The following describes the default properties of built-in types.

The size of built-in integers and floats in bytes is computed as ceildiv(bitwidth, 8). The ABI alignment of integer types with bitwidth below 64 and of the float types is the closest from above power-of-two number of bytes. The ABI alignment of integer types with bitwidth 64 and above is 4 bytes (32 bits).

The size of built-in vectors is computed by first rounding their number of elements in the innermost dimension to the closest power-of-two from above, then getting the total number of elements, and finally multiplying it with the element size. For example, vector<3xi32> and vector<4xi32> have the same size. So do vector<2x3xf32> and vector<2x4xf32>, but vector<3x4xf32> and vector<4x4xf32> have different sizes. The ABI and preferred alignment of vector types is computed by taking the innermost dimension of the vector, rounding it up to the closest power-of-two, taking a product of that with element size in bytes, and rounding the result up again to the closest power-of-two.

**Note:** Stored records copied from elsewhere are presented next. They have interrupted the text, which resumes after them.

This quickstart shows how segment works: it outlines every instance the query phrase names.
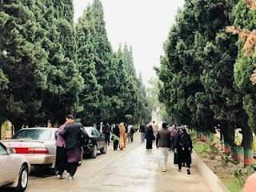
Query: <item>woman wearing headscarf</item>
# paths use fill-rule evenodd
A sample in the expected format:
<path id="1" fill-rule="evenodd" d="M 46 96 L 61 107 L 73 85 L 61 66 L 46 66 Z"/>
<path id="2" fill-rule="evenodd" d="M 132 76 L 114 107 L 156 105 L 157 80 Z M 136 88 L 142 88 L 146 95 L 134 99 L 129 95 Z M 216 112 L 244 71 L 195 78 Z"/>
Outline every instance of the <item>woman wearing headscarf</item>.
<path id="1" fill-rule="evenodd" d="M 120 147 L 120 150 L 122 150 L 123 148 L 126 148 L 125 134 L 126 134 L 126 127 L 125 127 L 123 122 L 122 122 L 119 125 L 119 138 L 120 138 L 119 147 Z"/>
<path id="2" fill-rule="evenodd" d="M 118 125 L 114 125 L 114 128 L 113 128 L 113 132 L 112 132 L 112 137 L 113 137 L 113 140 L 114 140 L 114 150 L 118 150 L 118 142 L 119 142 L 119 127 Z"/>
<path id="3" fill-rule="evenodd" d="M 146 131 L 146 149 L 151 150 L 152 149 L 152 142 L 154 140 L 154 131 L 152 126 L 149 126 Z"/>
<path id="4" fill-rule="evenodd" d="M 182 172 L 182 165 L 186 162 L 187 166 L 187 174 L 190 174 L 192 141 L 190 136 L 186 133 L 186 128 L 182 128 L 181 134 L 178 135 L 175 152 L 178 152 L 178 170 Z"/>

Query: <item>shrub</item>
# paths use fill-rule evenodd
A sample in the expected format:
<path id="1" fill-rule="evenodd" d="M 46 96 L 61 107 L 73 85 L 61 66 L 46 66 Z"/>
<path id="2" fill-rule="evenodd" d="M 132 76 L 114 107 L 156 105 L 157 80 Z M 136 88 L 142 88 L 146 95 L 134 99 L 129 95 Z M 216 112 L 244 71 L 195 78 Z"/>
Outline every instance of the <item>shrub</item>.
<path id="1" fill-rule="evenodd" d="M 206 153 L 210 156 L 210 159 L 214 160 L 216 156 L 219 154 L 220 149 L 217 143 L 210 144 L 209 146 L 205 146 L 204 153 Z"/>
<path id="2" fill-rule="evenodd" d="M 238 169 L 238 168 L 233 168 L 232 169 L 232 174 L 234 176 L 236 181 L 239 183 L 241 186 L 243 186 L 245 185 L 245 182 L 247 179 L 247 178 L 254 174 L 254 165 L 248 166 L 245 169 Z"/>

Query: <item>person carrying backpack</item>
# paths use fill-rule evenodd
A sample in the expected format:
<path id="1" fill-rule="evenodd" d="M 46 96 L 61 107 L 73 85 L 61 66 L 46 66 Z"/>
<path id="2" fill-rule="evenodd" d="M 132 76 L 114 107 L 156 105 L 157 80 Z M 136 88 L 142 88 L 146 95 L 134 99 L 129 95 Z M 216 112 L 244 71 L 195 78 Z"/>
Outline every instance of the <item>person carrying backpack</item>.
<path id="1" fill-rule="evenodd" d="M 187 174 L 190 174 L 192 141 L 190 136 L 186 133 L 186 128 L 182 128 L 182 134 L 178 135 L 175 143 L 175 153 L 178 153 L 178 170 L 182 172 L 182 165 L 186 162 Z"/>

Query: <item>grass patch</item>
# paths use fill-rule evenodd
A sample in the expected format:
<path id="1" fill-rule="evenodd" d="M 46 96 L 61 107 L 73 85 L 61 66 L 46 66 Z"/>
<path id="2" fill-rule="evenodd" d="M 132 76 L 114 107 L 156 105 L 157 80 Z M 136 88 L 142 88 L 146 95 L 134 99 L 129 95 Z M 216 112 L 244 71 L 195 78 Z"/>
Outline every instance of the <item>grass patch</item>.
<path id="1" fill-rule="evenodd" d="M 218 161 L 209 160 L 208 155 L 206 155 L 203 151 L 206 150 L 205 146 L 208 145 L 204 142 L 198 142 L 194 143 L 194 150 L 199 155 L 200 158 L 204 159 L 206 165 L 213 170 L 213 172 L 221 179 L 223 184 L 232 192 L 241 192 L 242 191 L 242 186 L 235 180 L 230 171 L 228 170 L 223 170 L 221 166 L 221 159 Z M 214 165 L 217 165 L 216 168 Z M 231 169 L 231 168 L 230 168 Z"/>
<path id="2" fill-rule="evenodd" d="M 235 181 L 233 177 L 230 177 L 229 180 L 222 180 L 224 185 L 232 192 L 241 192 L 242 191 L 242 187 L 238 182 Z"/>
<path id="3" fill-rule="evenodd" d="M 202 154 L 202 151 L 205 150 L 205 146 L 206 144 L 203 143 L 194 143 L 194 150 L 197 154 Z"/>

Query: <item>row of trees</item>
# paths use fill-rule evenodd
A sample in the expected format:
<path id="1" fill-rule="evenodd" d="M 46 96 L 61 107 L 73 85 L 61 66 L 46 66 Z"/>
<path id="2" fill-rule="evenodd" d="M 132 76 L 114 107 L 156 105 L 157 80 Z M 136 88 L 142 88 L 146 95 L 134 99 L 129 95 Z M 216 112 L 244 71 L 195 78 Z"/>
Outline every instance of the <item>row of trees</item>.
<path id="1" fill-rule="evenodd" d="M 0 1 L 0 122 L 149 121 L 132 49 L 114 53 L 100 0 L 74 23 L 73 1 Z"/>
<path id="2" fill-rule="evenodd" d="M 238 151 L 234 130 L 241 128 L 244 162 L 250 165 L 256 130 L 256 89 L 250 82 L 255 58 L 245 54 L 245 42 L 226 29 L 252 30 L 256 12 L 244 0 L 185 2 L 157 69 L 163 82 L 160 101 L 174 122 L 206 133 L 219 129 L 226 154 Z"/>

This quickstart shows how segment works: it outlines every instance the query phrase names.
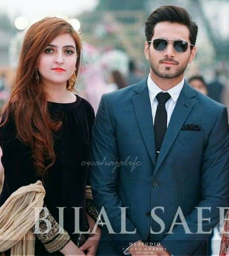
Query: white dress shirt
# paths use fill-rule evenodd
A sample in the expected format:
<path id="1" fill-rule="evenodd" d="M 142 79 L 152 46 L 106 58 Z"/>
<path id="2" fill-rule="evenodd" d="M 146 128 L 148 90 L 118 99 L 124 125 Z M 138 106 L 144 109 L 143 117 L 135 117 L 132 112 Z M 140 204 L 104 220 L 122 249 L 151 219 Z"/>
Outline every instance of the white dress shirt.
<path id="1" fill-rule="evenodd" d="M 156 85 L 151 79 L 150 76 L 149 75 L 148 79 L 147 80 L 147 85 L 149 89 L 149 99 L 150 100 L 153 124 L 154 123 L 156 110 L 158 104 L 158 102 L 156 98 L 157 95 L 159 93 L 168 93 L 171 96 L 171 98 L 165 103 L 165 109 L 167 112 L 167 127 L 168 127 L 173 110 L 177 104 L 177 99 L 179 97 L 180 91 L 184 86 L 184 79 L 183 78 L 181 82 L 178 85 L 174 86 L 172 88 L 167 91 L 164 91 L 161 90 L 161 88 Z"/>

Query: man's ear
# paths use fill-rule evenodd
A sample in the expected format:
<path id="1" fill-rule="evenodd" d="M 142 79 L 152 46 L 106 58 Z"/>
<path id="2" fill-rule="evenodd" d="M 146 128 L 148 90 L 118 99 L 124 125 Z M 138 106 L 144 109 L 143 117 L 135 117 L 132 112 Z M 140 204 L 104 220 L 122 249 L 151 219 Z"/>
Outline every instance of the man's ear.
<path id="1" fill-rule="evenodd" d="M 149 60 L 149 43 L 147 41 L 145 42 L 145 46 L 144 48 L 144 53 L 145 53 L 145 56 L 146 56 L 146 58 L 147 60 Z"/>
<path id="2" fill-rule="evenodd" d="M 188 60 L 188 63 L 192 63 L 192 61 L 194 59 L 194 57 L 196 53 L 196 47 L 193 46 L 192 50 L 191 50 L 191 53 L 189 56 L 189 59 Z"/>

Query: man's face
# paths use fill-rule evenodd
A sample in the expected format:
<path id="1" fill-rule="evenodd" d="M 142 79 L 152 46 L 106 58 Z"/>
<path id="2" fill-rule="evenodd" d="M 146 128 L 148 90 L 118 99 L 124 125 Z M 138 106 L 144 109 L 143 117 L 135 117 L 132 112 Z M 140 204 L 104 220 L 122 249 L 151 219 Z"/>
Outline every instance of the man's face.
<path id="1" fill-rule="evenodd" d="M 190 43 L 189 30 L 187 27 L 178 23 L 163 22 L 157 23 L 154 27 L 154 33 L 151 40 L 154 38 L 183 40 Z M 183 76 L 184 72 L 188 63 L 194 58 L 196 48 L 191 50 L 190 46 L 184 53 L 177 52 L 173 49 L 171 41 L 166 49 L 160 51 L 153 48 L 153 43 L 149 45 L 145 42 L 145 55 L 150 65 L 150 76 L 162 78 L 175 78 Z"/>

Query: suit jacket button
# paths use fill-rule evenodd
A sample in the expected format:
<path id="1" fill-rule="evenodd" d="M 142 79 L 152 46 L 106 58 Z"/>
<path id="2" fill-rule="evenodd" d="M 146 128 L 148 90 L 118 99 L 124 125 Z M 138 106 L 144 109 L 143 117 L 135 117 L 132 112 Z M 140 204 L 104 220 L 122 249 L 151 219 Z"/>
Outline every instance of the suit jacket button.
<path id="1" fill-rule="evenodd" d="M 152 183 L 152 185 L 153 185 L 153 187 L 157 187 L 157 186 L 159 185 L 158 184 L 158 182 L 157 181 L 153 181 L 153 183 Z"/>
<path id="2" fill-rule="evenodd" d="M 146 215 L 148 218 L 150 218 L 151 217 L 151 213 L 150 213 L 150 212 L 147 212 L 146 213 Z"/>

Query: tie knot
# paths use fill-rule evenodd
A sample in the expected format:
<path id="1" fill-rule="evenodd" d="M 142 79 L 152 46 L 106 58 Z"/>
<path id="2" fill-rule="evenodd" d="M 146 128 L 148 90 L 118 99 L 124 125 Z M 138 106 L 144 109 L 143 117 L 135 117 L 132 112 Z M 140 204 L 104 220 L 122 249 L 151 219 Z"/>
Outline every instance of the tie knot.
<path id="1" fill-rule="evenodd" d="M 159 103 L 165 104 L 171 98 L 171 96 L 168 93 L 159 93 L 157 95 L 156 98 Z"/>

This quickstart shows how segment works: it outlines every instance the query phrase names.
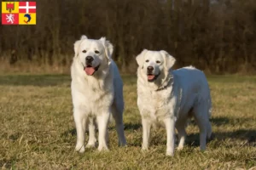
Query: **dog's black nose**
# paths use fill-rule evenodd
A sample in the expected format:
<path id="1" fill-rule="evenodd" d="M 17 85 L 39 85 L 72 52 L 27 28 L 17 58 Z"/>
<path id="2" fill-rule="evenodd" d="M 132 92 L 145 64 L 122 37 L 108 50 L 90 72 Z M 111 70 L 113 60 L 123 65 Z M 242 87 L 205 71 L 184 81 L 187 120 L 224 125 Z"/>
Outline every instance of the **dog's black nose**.
<path id="1" fill-rule="evenodd" d="M 148 72 L 151 72 L 154 70 L 154 67 L 153 66 L 148 66 L 147 70 L 148 70 Z"/>
<path id="2" fill-rule="evenodd" d="M 91 56 L 87 56 L 86 58 L 85 58 L 85 61 L 86 61 L 86 63 L 90 63 L 91 61 L 93 61 L 93 58 L 91 57 Z"/>

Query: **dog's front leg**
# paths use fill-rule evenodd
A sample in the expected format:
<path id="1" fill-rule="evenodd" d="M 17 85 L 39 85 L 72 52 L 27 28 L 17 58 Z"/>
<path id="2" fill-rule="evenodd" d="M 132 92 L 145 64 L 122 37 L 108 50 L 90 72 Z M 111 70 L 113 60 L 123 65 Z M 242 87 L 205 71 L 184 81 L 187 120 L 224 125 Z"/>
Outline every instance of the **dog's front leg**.
<path id="1" fill-rule="evenodd" d="M 164 120 L 164 122 L 167 135 L 166 156 L 173 156 L 175 147 L 175 119 L 174 117 L 167 117 Z"/>
<path id="2" fill-rule="evenodd" d="M 87 116 L 83 115 L 83 112 L 79 109 L 74 110 L 73 116 L 77 129 L 77 144 L 75 150 L 83 153 L 84 152 L 84 135 Z"/>
<path id="3" fill-rule="evenodd" d="M 107 131 L 108 131 L 108 123 L 109 119 L 110 112 L 103 112 L 102 114 L 97 116 L 97 124 L 99 128 L 99 146 L 98 150 L 108 150 L 107 145 Z"/>
<path id="4" fill-rule="evenodd" d="M 143 118 L 143 150 L 148 150 L 150 128 L 151 128 L 151 123 L 148 122 L 148 120 Z"/>
<path id="5" fill-rule="evenodd" d="M 89 118 L 89 141 L 86 144 L 86 148 L 96 147 L 96 123 L 94 118 Z"/>

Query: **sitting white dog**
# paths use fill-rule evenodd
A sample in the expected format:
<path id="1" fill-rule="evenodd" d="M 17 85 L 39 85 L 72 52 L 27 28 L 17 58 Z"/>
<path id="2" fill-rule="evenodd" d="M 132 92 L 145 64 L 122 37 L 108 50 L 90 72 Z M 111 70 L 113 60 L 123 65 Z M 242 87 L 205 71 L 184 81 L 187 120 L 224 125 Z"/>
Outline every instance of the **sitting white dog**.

Note: these values are selected for consistency with the default data layout in LLVM, which MLIR assumed until the introduction of proper data layout modeling, and with the modeling of n-D vectors. They may change in the future.

`index` type

Index type is an integer type used for target-specific size information in, e.g., memref operations. Its data layout is parameterized by a single integer data layout entry that specifies its bitwidth. For example,

module attributes { dlti.dl_spec = #dlti.dl_spec<
  #dlti.dl_entry<index, 32>
>} {}

specifies that index has 32 bits. All other layout properties of index match those of the integer type with the same bitwidth defined above.

In absence of the corresponding entry, index is assumed to be a 64-bit integer.

`complex` type

By default complex type is treated like a 2 element structure of its given element type. This is to say that each of its elements are aligned to their preferred alignment, the entire complex type is also aligned to this preference, and the complex type size includes the possible padding between elements to enforce alignment.

Byte Size

The default data layout assumes 8-bit bytes.

DLTI Dialect

The DLTI dialect provides the attributes implementing DataLayoutSpecInterface and DataLayoutEntryInterface, as well as a dialect attribute that can be used to attach the specification to a given operation. The verifier of this attribute triggers those of the specification and checks the compatibility of nested specifications.